The Truth.




"I'm the one I should love in this world. Me, who shines, my precious soul.
Now I finally realize, so I love me. Though I may lack some things, I'm so beautiful" - Epiphany.

The truth is, I am NOT depressed.
Rather than self-claiming I am depressed, I would say that I just think a lot and that makes everything hard, makes me weak.
There are just lots of loud voices in my head telling me that I can't do this, I am going to be nothing, everyone is doing well but me.
And that's that.
But the thing is, I can't seem to stop the voices.
Because it is my OWN voices.
It is in my OWN head.
Yes, of course I can just brushes all the voices away and distract myself.
But sis, it wasn't easy.
If you think the voices will just go away by blocking your ears, NO.
I am trying to get rid all of the voices that bring me down.
It will take time but it will be okay, right.

Anyway, I'm getting better.
I feel so cruel to say this but I am avoiding people that I think are toxic to me.
They might meant a lot to me but I am not going to stay attached to people anymore.
I am not completely leaving them, but emm building a... thin wall.. between us? if that is the right words 😕

Things are going way too harsh but the things that happened made me realized that I still have people who cares about me.
And I still have people that I care about.
As I'm getting a little break last two weeks, I think a lot about the people that I care about.
I have been too selfish without even realized that I might hurt them, and makes them worried about me.
I received constant support from my family and friends.
For sending me messages, asking me if I'm okay, offers to listen to my problems.
There's just a lot and it all makes me cry.
I mean, there are people who cares? How crazy that is?
I feel so bad that I can't react and thank each one of them but if you're seeing this, thank you.

If I could share, I would share two things I do that have been helping me for the past months.
I have been reading lyrics that I think would convince me that life is good.
LOL when you listen to Korean songs, that probably it, you read the translated lyrics.
If I could suggest, it would be more than 20 songs but I can shortlist it.

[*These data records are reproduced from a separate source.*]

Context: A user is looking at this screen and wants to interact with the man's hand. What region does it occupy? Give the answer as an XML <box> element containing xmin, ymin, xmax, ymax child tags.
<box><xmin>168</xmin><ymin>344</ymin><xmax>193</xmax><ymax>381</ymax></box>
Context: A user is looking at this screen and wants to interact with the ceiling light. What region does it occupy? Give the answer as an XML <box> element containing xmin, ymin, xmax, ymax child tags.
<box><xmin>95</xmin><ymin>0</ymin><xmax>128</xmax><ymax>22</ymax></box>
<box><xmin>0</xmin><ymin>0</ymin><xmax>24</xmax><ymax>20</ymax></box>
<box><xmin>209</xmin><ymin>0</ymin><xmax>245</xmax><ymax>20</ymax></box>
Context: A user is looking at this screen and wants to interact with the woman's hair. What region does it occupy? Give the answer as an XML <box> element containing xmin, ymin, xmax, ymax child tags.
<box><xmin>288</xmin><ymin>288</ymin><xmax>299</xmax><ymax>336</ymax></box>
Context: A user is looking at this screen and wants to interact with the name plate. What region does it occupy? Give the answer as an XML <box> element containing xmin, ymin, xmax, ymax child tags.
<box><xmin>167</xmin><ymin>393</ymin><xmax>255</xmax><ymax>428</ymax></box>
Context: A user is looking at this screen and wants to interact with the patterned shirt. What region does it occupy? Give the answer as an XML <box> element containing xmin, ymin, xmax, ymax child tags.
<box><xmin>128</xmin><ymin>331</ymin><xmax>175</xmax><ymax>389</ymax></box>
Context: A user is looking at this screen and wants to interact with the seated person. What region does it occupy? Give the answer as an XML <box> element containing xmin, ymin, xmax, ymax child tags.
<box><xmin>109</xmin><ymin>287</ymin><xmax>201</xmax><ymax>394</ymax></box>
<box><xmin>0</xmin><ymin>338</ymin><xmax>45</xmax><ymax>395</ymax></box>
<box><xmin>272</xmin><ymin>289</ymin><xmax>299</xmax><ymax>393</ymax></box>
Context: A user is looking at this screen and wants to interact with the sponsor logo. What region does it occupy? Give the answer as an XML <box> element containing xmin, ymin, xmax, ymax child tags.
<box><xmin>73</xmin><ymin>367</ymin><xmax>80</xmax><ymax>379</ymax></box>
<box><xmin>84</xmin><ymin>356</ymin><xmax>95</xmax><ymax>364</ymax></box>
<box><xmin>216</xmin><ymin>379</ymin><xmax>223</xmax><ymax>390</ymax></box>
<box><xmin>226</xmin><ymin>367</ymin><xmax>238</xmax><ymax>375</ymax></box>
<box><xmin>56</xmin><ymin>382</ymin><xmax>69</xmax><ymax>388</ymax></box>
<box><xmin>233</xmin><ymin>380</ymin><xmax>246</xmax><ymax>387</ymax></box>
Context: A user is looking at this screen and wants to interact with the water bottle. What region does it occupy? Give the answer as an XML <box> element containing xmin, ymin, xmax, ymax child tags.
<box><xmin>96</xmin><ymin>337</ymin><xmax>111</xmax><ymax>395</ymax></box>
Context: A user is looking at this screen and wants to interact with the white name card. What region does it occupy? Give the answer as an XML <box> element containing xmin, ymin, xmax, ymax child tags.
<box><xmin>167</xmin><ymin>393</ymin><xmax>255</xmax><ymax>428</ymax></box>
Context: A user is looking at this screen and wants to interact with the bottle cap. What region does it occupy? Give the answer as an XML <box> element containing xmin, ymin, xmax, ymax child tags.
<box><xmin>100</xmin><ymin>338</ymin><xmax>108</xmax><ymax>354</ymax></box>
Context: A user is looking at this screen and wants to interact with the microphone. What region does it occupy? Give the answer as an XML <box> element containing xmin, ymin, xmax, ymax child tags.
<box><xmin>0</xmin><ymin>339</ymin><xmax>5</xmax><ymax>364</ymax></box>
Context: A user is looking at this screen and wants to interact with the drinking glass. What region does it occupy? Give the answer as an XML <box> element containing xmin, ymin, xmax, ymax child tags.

  1. My Pace (Stray Kids) - basically a song that convinced me that I have my own pace, my life, my future, has its own pace. So I need to stop comparing myself with others, and its okay to run slowly.
  2. I See (J.ONE) - its a really honest song. The struggles not to give up, people might ask you to stop because you're struggling but there are also people that are supporting you.
  3. Mixtape#2 (Stray Kids) - how I caught up to this song is because the lyrics; even the dark shadows need light to exist. This song is really comforting, convinced me that I am not alone "I have those times too".
  4. Epiphany (BTS Jin) - Nope, not a fan of BTS anymore but this song is really asdfshdsghd. Its all about self-love. 
  5. Hug (Seventeen) - one more comforting song. just. a song to listen to when you feel like crying 😂
  6. Grow Up (Stray Kids) - been listening to this song since last year and Syafa got really annoyed by it 😂😂 but the lyrics are telling me that I am doing well. Mistakes happen, and its just a part of growing up, don't worry to much.
  7. Broken Compass (3RACHA) - it took me quite some times when I first listened to this song especially the part where it says "As long as I stay with my heart, I can rely on a broken compass". After reading some more, its all about faith. 
  8. For You (3RACHA/Stray Kids) - They actually have two versions of this and I prefer both. There's this part in 3Racha version where the lyrics goes "Yeah even if the result don’t go your way it’s not the end. There's always another opportunity, don't give up". 
There are actually more songs I would put here.
Future Wina, if you are having a hard time, maybe listen back to these songs hehehe.
Anyway, I did not suggest this song based on music-wise but lyrics-wise.
Some of the songs might not easy to listen to especially if you're unfamiliar with Korean raps, then you might find it difficult to listen to song 7 or 8. But yeah.

Another way, I write.
My closest friends would already know this.
How much I love to write, how much I write.
I have journals.
The recent one started on last October.
When I bought the journal, I planned to be active on it since I kind of have a lot of times.
So I have been writing a lot.
Confessions, whether it be a happy confession or sad confession or just some random stuffs.
But I tried not to make the journal looks so depressed since I'm keeping it for a long time but I cant help it.
The journal has been written with lots of things that happened.
I wrote what the bad voices told me in my head, so that I don't have to keep them in my head anymore.
I feel relieved every time I write.
Eventhough it's just a simple things that I right but,
I love doing the things that I love.
One of the reasons I love writing is that so one day, in the future, I would read them back and "Wow, I went through all these" and I am sure by that time I am already better than how I am right now, so I'll appreciate myself better. Will I?
Not to be dramatic but I do think we need to look back to the past to realize how far we've become.